NO! No lead sinker matzoh balls!

Do NOT use matzoh meal!!!!

My grandmother made matzoh balls so light that you had to climb onto a ladder to eat them. 

I have to find the recipe, but she soaked matzohs in water, squeezed them dry, used egg, parsely, salt, etc. Rolled into balls smaller than a golf ball, left in the fridge with just wax paper and then, into the soup. DIVINE!!!!


----------



## markv (May 16, 2003)

OK I re-tooled.

1 cup matzo meal
4 eggs + 1 egg yolk
2 tablespoons vegetable oil
1 teaspoon kosher salt

Mix and rest 1 hour. Simmer in chicken broth.

I had tasty, firm, matzo balls.

However, I want richer balls. (No comments please  ) So I'm going to try it again with a higher ratio of yolks. I'll keep you posted.

And I don't care if they sink like the Titanic.

Mark


----------



## mezzaluna (Aug 29, 2000)

Mark, call me if you can get them to sink! My lifelong quest is for heavy matzo balls, more like the bready knoedl, but I've never been able to with my mom's recipe- even leaving the lid off!

What a problem to have, eh?


----------



## larissa (Jan 6, 2006)

One of my favorite soups. I don't follow specifics, but just make basic old fashioned soup with homeade broth and fresh ingredients.

Matzo balls: I like to add a blend of fried (in healthy vegetable oil) chopped shiitake mushrooms, onions, and garlic to the matzo ball mix.
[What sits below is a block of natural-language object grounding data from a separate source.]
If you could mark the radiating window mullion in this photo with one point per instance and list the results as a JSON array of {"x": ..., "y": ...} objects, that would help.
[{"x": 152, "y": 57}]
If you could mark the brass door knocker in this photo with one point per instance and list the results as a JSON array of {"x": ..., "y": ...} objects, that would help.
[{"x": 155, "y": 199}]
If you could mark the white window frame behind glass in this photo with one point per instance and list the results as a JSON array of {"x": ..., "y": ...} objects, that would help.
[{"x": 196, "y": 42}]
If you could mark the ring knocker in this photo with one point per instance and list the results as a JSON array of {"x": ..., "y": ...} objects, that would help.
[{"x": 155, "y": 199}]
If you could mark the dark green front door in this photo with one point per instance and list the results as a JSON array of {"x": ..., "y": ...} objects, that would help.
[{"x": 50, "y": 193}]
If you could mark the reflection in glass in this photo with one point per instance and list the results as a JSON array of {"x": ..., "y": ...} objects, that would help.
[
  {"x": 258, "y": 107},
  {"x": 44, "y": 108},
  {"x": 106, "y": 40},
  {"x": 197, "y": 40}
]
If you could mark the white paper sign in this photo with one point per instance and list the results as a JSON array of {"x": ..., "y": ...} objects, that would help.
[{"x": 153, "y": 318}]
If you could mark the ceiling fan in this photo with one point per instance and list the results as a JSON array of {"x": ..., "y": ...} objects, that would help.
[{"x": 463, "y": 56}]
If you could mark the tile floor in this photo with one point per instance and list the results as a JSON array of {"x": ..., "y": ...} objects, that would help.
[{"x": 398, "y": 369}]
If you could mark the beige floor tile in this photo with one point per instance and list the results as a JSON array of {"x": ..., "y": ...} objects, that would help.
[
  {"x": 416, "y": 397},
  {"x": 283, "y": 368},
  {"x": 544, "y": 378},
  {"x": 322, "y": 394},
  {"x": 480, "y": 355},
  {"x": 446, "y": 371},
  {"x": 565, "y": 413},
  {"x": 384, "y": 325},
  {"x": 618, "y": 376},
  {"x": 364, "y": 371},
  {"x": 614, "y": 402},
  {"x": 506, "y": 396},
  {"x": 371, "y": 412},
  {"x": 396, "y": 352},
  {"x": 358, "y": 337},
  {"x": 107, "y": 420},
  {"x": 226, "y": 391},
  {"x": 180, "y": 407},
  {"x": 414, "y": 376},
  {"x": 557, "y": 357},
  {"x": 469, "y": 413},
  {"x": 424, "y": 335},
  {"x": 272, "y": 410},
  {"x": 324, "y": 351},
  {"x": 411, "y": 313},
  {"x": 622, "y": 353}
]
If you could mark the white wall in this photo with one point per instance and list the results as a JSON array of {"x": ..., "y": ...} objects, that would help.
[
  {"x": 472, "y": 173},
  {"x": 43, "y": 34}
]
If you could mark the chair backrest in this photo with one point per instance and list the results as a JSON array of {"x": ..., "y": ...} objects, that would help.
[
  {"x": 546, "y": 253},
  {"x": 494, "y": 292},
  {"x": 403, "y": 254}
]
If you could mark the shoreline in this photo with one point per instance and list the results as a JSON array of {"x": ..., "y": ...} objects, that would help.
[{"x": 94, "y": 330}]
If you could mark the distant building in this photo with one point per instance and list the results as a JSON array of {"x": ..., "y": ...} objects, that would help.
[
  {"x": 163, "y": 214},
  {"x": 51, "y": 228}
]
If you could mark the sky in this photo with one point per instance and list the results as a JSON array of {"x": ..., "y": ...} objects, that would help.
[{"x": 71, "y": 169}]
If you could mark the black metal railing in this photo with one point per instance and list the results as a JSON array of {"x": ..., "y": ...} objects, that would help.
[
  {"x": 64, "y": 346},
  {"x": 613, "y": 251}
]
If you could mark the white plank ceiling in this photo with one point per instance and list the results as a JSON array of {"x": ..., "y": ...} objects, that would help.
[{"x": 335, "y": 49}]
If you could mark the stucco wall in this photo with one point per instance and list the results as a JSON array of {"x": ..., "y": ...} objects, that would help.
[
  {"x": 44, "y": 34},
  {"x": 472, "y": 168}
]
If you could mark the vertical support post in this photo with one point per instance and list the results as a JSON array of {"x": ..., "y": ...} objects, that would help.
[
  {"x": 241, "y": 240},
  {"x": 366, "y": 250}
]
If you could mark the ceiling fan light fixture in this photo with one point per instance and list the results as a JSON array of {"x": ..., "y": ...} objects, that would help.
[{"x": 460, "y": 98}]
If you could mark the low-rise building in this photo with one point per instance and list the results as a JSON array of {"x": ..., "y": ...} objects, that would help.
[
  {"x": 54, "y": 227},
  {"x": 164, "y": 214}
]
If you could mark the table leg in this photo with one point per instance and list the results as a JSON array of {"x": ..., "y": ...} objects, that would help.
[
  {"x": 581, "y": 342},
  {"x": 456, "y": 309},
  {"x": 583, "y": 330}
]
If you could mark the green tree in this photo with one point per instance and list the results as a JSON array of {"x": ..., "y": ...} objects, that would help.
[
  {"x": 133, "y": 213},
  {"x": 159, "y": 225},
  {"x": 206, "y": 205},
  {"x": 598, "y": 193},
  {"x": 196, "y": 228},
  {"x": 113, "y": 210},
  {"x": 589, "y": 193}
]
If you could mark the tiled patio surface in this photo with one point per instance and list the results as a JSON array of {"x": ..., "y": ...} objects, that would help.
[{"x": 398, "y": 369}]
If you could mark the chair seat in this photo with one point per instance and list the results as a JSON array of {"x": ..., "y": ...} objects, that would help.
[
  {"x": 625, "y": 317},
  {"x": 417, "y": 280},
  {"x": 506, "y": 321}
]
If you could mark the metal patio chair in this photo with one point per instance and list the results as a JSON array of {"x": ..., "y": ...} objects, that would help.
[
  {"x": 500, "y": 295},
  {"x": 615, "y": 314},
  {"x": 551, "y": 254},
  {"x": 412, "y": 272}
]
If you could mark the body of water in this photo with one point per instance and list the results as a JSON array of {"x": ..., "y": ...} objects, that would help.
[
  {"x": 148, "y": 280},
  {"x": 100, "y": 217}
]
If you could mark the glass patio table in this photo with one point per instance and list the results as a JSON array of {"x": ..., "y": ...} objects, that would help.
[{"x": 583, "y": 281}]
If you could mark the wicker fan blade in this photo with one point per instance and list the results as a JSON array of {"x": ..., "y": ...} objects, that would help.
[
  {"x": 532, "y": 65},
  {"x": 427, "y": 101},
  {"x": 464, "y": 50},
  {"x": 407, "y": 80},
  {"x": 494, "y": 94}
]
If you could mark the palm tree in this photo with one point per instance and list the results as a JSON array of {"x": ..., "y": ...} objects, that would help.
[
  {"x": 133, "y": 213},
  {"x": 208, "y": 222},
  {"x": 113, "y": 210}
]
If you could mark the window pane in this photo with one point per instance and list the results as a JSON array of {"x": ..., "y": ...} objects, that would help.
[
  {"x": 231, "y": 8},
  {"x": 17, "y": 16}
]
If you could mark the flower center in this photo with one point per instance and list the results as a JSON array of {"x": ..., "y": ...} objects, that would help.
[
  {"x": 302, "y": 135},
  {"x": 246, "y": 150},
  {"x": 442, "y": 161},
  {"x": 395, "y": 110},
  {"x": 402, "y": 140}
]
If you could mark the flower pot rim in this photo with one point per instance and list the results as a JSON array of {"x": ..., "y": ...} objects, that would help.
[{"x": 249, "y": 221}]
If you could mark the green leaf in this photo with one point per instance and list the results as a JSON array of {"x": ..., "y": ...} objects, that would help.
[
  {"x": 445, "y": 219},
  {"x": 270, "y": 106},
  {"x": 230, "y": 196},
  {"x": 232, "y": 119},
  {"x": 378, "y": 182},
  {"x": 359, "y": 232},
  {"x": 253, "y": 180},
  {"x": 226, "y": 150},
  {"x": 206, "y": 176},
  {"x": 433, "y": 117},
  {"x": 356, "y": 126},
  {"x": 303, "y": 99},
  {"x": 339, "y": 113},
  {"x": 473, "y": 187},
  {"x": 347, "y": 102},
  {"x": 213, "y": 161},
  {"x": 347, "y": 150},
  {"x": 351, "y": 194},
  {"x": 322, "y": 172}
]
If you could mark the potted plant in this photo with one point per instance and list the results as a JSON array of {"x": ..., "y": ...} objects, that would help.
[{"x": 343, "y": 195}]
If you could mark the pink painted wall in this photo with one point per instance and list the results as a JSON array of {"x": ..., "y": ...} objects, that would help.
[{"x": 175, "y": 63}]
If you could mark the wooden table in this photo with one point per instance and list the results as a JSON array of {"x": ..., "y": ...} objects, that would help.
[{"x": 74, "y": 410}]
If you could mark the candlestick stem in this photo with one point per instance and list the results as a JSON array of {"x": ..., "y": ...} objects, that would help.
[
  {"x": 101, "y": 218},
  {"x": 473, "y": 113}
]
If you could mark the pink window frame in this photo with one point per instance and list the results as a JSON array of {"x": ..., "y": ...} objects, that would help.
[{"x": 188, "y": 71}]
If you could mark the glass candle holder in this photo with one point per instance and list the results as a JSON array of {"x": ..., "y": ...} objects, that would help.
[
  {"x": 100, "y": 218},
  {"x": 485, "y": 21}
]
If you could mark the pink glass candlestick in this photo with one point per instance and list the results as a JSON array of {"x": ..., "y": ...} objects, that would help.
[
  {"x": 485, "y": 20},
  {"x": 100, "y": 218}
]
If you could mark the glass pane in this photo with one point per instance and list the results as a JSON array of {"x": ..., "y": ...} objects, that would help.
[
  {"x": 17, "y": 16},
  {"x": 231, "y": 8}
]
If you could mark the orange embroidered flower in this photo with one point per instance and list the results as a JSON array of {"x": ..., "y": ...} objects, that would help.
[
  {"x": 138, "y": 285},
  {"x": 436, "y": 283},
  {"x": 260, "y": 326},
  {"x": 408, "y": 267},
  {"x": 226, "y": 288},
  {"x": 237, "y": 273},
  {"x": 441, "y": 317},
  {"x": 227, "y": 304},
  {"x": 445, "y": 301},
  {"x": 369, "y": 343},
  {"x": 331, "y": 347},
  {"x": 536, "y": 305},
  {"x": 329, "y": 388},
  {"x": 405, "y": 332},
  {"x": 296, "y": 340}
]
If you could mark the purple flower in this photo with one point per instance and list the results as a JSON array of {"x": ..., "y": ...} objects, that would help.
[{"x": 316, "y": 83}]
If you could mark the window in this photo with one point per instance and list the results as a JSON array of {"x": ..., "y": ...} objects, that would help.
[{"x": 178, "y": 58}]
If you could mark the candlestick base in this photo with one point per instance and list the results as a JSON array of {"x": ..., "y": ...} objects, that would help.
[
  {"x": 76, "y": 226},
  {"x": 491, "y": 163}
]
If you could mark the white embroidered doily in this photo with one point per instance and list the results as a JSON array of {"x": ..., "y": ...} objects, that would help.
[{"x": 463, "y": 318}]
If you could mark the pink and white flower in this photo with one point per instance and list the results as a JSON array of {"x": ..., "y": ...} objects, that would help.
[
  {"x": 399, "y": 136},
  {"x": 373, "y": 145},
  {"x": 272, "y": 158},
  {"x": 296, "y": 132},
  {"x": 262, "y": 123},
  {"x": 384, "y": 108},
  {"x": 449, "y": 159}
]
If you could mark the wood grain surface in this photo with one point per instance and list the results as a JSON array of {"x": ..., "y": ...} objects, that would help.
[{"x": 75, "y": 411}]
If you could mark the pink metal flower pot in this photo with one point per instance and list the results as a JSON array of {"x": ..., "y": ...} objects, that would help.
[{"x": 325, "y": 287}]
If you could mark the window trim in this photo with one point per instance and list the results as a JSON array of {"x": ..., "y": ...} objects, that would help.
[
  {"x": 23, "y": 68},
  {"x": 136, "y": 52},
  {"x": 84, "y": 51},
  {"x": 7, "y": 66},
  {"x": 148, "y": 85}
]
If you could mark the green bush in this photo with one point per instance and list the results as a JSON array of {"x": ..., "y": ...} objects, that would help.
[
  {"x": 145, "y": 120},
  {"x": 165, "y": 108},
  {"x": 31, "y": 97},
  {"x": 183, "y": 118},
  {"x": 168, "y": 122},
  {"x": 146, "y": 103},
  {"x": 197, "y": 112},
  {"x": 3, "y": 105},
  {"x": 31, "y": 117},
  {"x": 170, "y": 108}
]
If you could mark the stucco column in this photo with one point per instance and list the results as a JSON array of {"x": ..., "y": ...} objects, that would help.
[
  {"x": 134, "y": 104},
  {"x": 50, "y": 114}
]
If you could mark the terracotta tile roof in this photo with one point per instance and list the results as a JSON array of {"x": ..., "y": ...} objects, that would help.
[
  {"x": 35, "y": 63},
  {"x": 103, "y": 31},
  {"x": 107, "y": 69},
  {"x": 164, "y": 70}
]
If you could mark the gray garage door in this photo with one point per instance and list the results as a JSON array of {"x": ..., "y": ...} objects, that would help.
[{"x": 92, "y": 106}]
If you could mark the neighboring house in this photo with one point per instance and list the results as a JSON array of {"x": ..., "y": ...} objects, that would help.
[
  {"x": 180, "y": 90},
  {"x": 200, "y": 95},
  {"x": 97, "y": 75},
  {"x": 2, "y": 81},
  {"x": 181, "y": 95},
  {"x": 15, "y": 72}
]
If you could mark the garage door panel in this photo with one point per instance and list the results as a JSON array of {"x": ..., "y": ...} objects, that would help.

I skip using chicken fat and use Smart Balance butter instead. A dash of sea salt and fresh ground pepper seems to be enough. The rest is a matter of following the instructions on the box of grain.

Broth: I make the broth the day before, with a skinned, whole Kosher chicken, sea salt and a variety of pepper corns, bay leaves, carrots, celery, parsley, and onion. No need to chop them too much and make them look nice, because they come out the next day, along with the fat that I skim off the top. Remove chicken and let cool after overnight refrigeration.

Add new fresh sliced carrots, celery, onion, parsely, and your choice of favorite seasonings to broth. More cooked mushrooms for real mushroom lovers is optional. Cook vegetables in broth until ready. Add chicken meat and matzo balls.

It's that simple, but very delicious and healthy. I'm not a pro, but this seems to work out fine if you want a healthy and nourishing chicken matzo ball soup.

For a more extensive, professional list of recipes, consider visiting http://www.cookinglinkcentral.com


----------



## merrydeath (Feb 19, 2006)

Eek! I'm very surprised to hear people craving heavy/sinking Matzo Balls! That's always how I know my recipe has failed  I'm Jewish and grew up in NY, and all of my relatives craved the light fluffy kind.


----------



## aprilb (Feb 4, 2006)

Use soda water for the balls. Light and fluffy. I simmer in chicken stock, but that's just me. I like the extra chickeny flavor.


----------